It's been a heartbreaking week in Oakland.
After a long day of identifying those who died in a warehouse fire in Oakland over the weekend, a large crowd gathered on the shores of Lake Merritt for a vigil Monday night. Hundreds of people gathered on the north side of the lake, where they listened to speeches from people close to the victims and paid their respects to the 36 people who died in the accident.
Judy Hough, left, and her husband Brian, center, hold a picture of their son Travis, who died in a warehouse fire.(Marcio Jose Sanchez / AP)
The crowd held cell phones, plastic candles, glow sticks and other light sources, but avoided lighting candles in a show of deference to the fire victims.
Mourners gather in Oakland on Dec. 5, 2016. (Josh Edelson / AFP)
"We took a devastating hit and all we want to do is honor those people and not put any blame on anybody," said James Morales, 34, of Oakland, who lost five friends in the fire. "It was like the Oakland electronic music underground 9/11. The people, the artists, the musicians are what make Oakland so tight."
In the days since the fire, hundreds of thousands of dollars from local tech companies, law firms, individuals, and even other cities have poured into two main fund-raising campaigns. "We are overwhelmed with the amount of support," said Josette Melchor, founder of Gray Area Foundation for the Arts in San Francisco, which set up a fund-raising drive on Youcaring.com. As of Tuesday morning, the total has surpassed $390,000 and is still growing.
A man plays a guitar at a makeshift memorial near the site of a warehouse fire. (Elijah Nouvelage / Getty Images)
Another drive started by the Oakland Athletics has gathered about $300,000, helped by large donations from the A's, the Raiders and the Warriors. Each team gave $50,000, added to a $75,000 donation from Sutter Health.

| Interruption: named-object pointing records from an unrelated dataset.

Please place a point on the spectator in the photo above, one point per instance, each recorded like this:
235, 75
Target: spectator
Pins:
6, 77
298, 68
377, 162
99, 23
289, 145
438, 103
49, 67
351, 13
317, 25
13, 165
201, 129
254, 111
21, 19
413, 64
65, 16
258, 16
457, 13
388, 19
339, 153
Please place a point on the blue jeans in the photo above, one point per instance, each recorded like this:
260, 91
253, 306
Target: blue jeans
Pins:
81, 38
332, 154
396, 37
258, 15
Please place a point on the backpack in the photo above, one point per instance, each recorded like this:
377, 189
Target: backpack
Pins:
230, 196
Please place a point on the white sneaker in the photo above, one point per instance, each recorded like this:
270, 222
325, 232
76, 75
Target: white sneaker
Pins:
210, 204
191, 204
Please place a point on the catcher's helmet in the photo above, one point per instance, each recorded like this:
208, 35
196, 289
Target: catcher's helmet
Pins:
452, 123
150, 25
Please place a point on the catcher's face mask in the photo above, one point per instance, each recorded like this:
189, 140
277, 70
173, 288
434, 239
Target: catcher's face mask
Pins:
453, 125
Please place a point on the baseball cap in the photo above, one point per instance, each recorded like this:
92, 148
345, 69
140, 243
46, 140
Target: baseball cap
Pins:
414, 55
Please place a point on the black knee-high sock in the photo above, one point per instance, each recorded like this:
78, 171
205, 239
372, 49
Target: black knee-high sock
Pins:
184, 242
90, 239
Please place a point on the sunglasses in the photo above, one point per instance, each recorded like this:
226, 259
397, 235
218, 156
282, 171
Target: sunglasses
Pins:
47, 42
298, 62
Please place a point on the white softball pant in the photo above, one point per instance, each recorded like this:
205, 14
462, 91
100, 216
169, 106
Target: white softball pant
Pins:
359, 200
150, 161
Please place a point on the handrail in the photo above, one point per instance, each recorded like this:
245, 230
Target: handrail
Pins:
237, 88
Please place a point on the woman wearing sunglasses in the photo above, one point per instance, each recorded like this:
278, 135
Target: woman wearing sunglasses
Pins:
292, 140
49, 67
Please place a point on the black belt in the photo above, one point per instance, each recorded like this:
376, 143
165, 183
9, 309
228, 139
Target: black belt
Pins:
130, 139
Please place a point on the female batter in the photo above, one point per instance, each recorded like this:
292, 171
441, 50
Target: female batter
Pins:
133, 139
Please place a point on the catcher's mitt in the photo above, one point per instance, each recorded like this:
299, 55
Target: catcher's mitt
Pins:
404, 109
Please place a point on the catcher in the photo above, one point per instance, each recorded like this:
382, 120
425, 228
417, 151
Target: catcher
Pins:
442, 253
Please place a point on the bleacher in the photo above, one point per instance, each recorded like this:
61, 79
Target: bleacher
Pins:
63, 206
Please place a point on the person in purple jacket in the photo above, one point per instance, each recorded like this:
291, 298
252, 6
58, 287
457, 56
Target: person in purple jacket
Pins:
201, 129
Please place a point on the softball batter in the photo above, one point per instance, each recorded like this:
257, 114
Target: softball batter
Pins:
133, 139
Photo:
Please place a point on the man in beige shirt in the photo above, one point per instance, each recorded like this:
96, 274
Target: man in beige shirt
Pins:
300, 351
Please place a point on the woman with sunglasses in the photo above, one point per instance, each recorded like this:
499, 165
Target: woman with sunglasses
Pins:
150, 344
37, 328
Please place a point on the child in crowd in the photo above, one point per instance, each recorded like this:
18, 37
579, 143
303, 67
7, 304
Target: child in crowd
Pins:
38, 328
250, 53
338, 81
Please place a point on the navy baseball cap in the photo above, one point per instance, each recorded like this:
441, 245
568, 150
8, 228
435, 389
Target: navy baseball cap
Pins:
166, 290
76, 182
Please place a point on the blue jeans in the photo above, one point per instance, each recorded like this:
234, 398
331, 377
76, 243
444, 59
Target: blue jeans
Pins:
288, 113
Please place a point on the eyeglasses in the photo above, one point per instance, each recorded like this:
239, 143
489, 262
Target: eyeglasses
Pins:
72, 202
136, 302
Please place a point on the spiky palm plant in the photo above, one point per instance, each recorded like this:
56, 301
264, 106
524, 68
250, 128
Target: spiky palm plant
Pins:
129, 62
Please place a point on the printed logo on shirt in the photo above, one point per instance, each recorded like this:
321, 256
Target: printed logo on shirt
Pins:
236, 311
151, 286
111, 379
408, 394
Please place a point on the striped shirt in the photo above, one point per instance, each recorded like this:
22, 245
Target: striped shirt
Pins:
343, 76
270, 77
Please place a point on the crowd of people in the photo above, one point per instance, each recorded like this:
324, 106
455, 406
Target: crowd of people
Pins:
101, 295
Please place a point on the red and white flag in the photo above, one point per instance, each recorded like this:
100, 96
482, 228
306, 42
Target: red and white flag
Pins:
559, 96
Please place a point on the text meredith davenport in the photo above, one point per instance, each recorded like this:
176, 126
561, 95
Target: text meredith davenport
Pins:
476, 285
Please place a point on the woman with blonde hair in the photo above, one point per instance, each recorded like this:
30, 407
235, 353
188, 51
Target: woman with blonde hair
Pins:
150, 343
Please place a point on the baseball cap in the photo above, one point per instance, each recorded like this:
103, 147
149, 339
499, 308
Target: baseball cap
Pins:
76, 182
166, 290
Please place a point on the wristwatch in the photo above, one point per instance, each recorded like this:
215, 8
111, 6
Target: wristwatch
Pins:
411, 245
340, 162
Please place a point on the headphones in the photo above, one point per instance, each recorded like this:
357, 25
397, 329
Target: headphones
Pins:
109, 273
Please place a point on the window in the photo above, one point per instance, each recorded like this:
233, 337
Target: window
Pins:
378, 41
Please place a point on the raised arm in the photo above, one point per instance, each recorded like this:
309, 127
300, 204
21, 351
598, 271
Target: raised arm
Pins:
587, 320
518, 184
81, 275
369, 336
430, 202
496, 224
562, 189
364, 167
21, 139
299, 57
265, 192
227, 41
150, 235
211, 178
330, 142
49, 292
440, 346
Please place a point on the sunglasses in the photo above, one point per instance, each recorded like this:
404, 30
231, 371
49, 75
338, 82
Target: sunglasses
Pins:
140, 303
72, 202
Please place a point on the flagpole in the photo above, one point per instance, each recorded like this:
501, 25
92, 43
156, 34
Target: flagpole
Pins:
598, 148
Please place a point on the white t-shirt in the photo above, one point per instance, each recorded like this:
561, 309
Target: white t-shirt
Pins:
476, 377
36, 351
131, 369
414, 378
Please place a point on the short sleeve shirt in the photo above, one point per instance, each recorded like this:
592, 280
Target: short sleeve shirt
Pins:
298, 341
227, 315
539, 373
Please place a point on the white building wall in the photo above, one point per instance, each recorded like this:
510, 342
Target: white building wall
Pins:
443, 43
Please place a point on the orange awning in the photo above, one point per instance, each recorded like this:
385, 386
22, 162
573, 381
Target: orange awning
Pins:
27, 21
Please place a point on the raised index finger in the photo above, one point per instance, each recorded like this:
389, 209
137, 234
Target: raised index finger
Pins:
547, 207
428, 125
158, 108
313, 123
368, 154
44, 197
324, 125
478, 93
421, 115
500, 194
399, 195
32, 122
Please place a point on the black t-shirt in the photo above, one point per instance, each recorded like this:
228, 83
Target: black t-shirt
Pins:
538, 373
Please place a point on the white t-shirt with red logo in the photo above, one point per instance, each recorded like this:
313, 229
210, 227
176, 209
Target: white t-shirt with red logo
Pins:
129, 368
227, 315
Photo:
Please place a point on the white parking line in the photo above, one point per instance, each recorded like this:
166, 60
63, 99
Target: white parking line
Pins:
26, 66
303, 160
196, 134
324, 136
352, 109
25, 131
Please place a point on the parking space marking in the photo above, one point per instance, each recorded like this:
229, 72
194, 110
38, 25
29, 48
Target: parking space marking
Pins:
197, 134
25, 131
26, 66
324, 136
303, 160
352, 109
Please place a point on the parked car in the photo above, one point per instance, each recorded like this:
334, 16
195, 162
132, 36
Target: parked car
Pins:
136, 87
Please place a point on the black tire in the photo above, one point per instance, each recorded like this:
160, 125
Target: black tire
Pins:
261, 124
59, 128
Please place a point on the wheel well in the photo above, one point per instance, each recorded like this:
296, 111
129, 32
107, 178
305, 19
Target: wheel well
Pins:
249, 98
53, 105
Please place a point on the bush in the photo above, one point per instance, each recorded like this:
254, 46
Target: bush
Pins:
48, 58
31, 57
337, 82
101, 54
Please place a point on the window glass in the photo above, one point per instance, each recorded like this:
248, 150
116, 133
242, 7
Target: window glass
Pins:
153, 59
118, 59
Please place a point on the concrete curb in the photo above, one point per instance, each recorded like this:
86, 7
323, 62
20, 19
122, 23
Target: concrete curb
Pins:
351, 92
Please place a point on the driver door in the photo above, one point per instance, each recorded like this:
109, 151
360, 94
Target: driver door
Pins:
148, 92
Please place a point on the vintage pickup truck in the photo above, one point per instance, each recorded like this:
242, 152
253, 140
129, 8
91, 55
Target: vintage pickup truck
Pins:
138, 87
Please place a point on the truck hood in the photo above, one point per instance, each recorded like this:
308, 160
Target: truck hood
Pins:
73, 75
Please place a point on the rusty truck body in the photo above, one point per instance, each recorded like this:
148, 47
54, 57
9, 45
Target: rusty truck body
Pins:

Tomiquia Moss, chief of staff for Mayor Libby Schaaf, told the New York Times on Monday that the city is working with the Gray Area Foundation, the A's and the Red Cross to coordinate the relief money. Precisely how it would be spent has yet to be determined, but none of the money will cover overhead or causes unrelated to the fire at Ghost Ship.
"All of these funds will be used specifically for the purposes of supporting the victims of this fire," she said.